After six months in office, President Biden can claim some successes. He signed a $1.9 trillion COVID relief bill passed on a straight-party vote, began reassuring allies that America values them, and restored normality and decency to the presidency. But he faces an expanding list of challenges, and there are reasons to feel anxious about his ability to handle them.
A major problem for the president is the massive mismatch between the Democrats’ narrow margins in Congress—a handful of seats in the House and a 50-50 Senate—and his outsize policy expectations, many of which require large margins in the Senate to win approval. Mr. Biden pretends he has a mandate for transformational changes he didn’t really campaign on.

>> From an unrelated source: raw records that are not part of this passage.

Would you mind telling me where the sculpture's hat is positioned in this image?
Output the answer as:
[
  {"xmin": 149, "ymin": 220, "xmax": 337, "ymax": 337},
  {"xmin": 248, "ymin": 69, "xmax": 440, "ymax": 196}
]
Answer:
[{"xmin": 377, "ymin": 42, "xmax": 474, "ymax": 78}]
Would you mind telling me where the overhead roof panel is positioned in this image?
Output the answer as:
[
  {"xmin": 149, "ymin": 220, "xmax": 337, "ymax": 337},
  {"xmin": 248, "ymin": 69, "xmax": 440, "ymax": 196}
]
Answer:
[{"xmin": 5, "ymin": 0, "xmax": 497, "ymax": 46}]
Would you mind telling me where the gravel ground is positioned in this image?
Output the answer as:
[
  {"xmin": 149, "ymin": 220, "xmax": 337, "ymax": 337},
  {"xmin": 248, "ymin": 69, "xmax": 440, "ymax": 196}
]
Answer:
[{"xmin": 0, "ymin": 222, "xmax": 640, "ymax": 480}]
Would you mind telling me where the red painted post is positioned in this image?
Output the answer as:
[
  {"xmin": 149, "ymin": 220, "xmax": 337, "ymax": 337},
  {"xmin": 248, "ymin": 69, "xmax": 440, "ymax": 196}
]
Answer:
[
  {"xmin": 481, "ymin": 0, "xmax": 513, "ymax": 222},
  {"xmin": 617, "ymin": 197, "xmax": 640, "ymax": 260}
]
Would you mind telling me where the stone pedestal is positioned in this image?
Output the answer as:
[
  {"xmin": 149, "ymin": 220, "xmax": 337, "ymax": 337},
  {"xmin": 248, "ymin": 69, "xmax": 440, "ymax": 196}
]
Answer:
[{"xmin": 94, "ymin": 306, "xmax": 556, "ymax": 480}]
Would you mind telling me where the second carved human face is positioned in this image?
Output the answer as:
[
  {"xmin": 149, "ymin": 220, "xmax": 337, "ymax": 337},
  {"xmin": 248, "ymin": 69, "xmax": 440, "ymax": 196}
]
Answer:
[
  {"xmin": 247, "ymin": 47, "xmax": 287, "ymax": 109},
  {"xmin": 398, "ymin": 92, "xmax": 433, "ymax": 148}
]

The mismatch is showing itself in the slow pace of congressional action. One example is the Democrats’ inability to move forward their unprecedented federal takeover of local elections. Time is becoming a critical problem for this and other initiatives, since Congress is scheduled to recess for August. Even if it doesn’t, the administration’s growing pileup of legislation won’t be easy to complete.
Biden pretends he has a mandate for transformational changes he didn’t really campaign on.
Consider the must-dos. There must be a budget resolution, which is difficult to get done. Though only a simple majority in each chamber is required, a resolution still needs to set allocations for the major parts of the budget. The debt ceiling must also be raised as early as August and, of course, a budget approved. And while it was easy for Treasury Secretary Janet Yellen to agree to a global corporate tax rate, its passage through Congress is hardly assured.